El anciano que soporta sobre sus espaldas curvas una enorme carga de leña y camina con paso inseguro y la mirada clavada en el duro suelo, bajo un sol de fuego.
El joven que se ausenta de su aldea y familia buscando trabajo lejos en gigantescas plantaciones de caña de azúcar o palma africana, comiendo mal, durmiendo peor, en galpones de hacinamiento, expuesto a mordeduras de serpiente o pinchazos de las espinas o la amenaza de la malaria.
La joven mujer que, en ausencia de su marido, va a recoger la cosecha de la milpa y lleva consigo a sus pequeños hijos y, después de horas para llenar de mazorcas su costal, carga sobre su enflaquecido cuerpo el precioso maíz caminando kilómetros por caminos pedregosos.

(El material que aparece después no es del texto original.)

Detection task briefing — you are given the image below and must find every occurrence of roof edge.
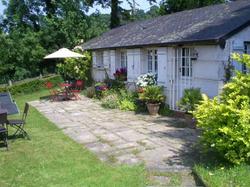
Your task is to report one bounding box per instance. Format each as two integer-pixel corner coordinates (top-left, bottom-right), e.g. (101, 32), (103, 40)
(219, 21), (250, 41)
(83, 39), (221, 51)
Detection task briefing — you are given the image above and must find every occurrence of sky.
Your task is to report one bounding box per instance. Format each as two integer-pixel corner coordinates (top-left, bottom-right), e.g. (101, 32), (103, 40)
(0, 0), (160, 14)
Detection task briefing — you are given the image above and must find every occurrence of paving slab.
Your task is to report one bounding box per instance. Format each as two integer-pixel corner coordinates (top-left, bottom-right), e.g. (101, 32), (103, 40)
(30, 96), (198, 184)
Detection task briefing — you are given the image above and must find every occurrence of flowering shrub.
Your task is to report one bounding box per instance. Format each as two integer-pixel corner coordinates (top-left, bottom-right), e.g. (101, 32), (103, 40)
(101, 90), (119, 109)
(136, 73), (156, 87)
(114, 68), (127, 81)
(95, 82), (108, 98)
(139, 86), (166, 104)
(194, 54), (250, 164)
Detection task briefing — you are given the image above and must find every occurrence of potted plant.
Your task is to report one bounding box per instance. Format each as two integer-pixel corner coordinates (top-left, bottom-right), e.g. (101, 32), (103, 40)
(139, 86), (166, 115)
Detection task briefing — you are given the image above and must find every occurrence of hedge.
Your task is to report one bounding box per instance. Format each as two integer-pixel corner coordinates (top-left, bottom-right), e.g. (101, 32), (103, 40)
(0, 75), (63, 95)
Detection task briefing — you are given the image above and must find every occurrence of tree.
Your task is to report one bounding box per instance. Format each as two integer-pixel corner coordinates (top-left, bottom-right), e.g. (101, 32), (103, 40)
(194, 54), (250, 164)
(160, 0), (225, 15)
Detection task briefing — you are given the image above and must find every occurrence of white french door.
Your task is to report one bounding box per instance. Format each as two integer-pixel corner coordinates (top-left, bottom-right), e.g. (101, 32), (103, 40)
(170, 48), (193, 110)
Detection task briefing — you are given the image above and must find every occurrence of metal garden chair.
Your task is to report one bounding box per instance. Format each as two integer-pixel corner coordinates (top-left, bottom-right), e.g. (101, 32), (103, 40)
(7, 103), (30, 139)
(0, 113), (8, 150)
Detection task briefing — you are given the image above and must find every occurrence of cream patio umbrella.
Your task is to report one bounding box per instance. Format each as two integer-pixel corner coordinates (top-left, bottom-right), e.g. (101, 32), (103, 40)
(44, 48), (84, 59)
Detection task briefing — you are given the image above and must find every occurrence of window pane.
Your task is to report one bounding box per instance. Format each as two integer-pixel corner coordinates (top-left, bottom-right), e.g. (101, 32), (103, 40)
(148, 50), (153, 72)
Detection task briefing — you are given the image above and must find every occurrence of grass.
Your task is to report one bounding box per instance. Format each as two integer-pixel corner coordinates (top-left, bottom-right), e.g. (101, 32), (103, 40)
(0, 91), (147, 187)
(194, 154), (250, 187)
(147, 172), (182, 186)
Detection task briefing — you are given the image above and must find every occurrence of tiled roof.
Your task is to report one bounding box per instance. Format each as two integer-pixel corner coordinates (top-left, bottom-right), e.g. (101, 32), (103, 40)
(83, 0), (250, 50)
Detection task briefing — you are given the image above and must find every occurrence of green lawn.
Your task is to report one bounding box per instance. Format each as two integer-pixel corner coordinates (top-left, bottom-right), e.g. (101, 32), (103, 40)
(0, 91), (147, 187)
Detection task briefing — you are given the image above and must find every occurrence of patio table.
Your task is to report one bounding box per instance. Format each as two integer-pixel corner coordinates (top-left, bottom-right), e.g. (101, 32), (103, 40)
(59, 83), (72, 100)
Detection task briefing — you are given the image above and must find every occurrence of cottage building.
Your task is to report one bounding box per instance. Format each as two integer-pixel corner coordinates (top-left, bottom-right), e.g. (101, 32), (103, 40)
(83, 0), (250, 109)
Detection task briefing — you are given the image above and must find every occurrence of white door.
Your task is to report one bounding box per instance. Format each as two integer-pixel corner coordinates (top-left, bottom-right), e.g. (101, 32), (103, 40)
(170, 48), (193, 110)
(242, 42), (250, 73)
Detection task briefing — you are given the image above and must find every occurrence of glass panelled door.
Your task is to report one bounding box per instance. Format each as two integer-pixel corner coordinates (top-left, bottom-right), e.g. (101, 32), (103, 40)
(170, 48), (193, 110)
(148, 49), (158, 75)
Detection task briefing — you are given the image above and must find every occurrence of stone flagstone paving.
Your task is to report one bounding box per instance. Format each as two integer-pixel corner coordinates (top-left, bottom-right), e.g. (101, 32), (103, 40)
(30, 96), (201, 186)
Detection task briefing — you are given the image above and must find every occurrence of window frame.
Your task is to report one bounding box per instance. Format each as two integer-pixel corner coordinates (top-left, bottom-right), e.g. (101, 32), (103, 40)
(244, 42), (250, 74)
(96, 51), (104, 69)
(120, 50), (128, 68)
(179, 47), (193, 78)
(147, 48), (158, 74)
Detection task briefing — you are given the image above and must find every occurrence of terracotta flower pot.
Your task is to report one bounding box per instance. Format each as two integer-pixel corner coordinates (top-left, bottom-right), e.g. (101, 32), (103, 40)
(147, 103), (160, 116)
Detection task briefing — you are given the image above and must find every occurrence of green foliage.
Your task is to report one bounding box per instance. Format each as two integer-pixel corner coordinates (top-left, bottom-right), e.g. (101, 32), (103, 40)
(118, 89), (137, 111)
(57, 50), (92, 80)
(139, 86), (166, 103)
(179, 88), (202, 112)
(104, 79), (125, 91)
(119, 98), (136, 111)
(0, 75), (63, 95)
(159, 0), (225, 15)
(194, 55), (250, 164)
(0, 0), (109, 84)
(101, 90), (119, 109)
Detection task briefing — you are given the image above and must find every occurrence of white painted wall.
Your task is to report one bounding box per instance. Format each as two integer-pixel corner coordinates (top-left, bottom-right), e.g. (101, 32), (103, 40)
(127, 49), (143, 82)
(226, 26), (250, 71)
(93, 26), (250, 109)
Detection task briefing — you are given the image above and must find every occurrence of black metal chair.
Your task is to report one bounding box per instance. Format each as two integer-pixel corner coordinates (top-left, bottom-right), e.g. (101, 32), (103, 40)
(7, 103), (29, 139)
(0, 113), (8, 150)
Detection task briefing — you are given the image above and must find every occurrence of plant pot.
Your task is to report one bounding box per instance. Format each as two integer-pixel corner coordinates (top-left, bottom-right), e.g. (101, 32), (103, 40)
(147, 103), (160, 116)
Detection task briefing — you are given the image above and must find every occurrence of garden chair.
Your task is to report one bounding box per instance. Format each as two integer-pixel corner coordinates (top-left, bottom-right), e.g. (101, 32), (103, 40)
(45, 82), (59, 101)
(0, 113), (8, 150)
(7, 103), (30, 139)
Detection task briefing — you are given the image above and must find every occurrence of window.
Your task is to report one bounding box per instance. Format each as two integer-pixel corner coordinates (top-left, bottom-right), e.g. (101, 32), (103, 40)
(96, 51), (104, 68)
(180, 48), (192, 77)
(148, 50), (158, 74)
(242, 42), (250, 73)
(121, 51), (128, 68)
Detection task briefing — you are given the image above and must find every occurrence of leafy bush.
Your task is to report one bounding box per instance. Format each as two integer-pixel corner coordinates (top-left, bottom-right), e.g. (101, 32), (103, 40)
(118, 89), (136, 111)
(0, 75), (63, 95)
(114, 68), (127, 81)
(119, 98), (136, 111)
(179, 88), (202, 112)
(86, 86), (95, 98)
(194, 54), (250, 164)
(139, 86), (166, 103)
(102, 91), (119, 109)
(104, 79), (125, 90)
(57, 49), (92, 80)
(95, 82), (108, 99)
(136, 73), (156, 87)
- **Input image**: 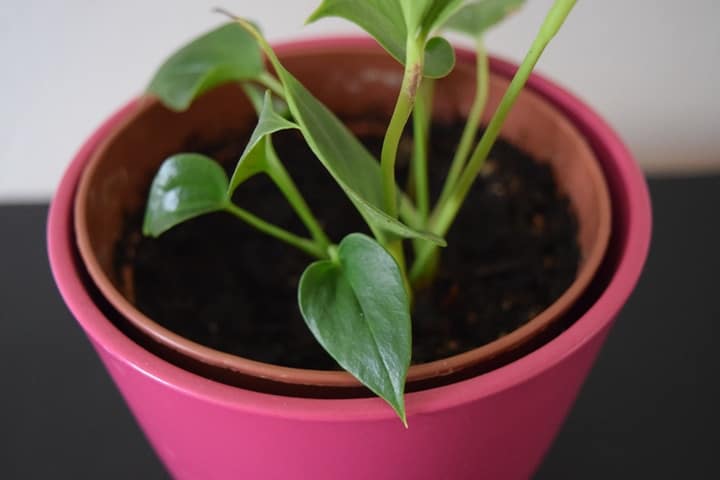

El jovencito, la jovencita que, por ansias de estudiar para salir de la miseria, recorre cada día distancias largas por veredas empinadas, bajo el sol quemante o la lluvia persistente.
Hombres, mujeres, niños, niñas que, en los meses sin lluvia, buscan el agua en escasas y distantes fuentes y regresan al hogar llevando el pesado líquido, mientras el sudor empapa su torturado cuerpo.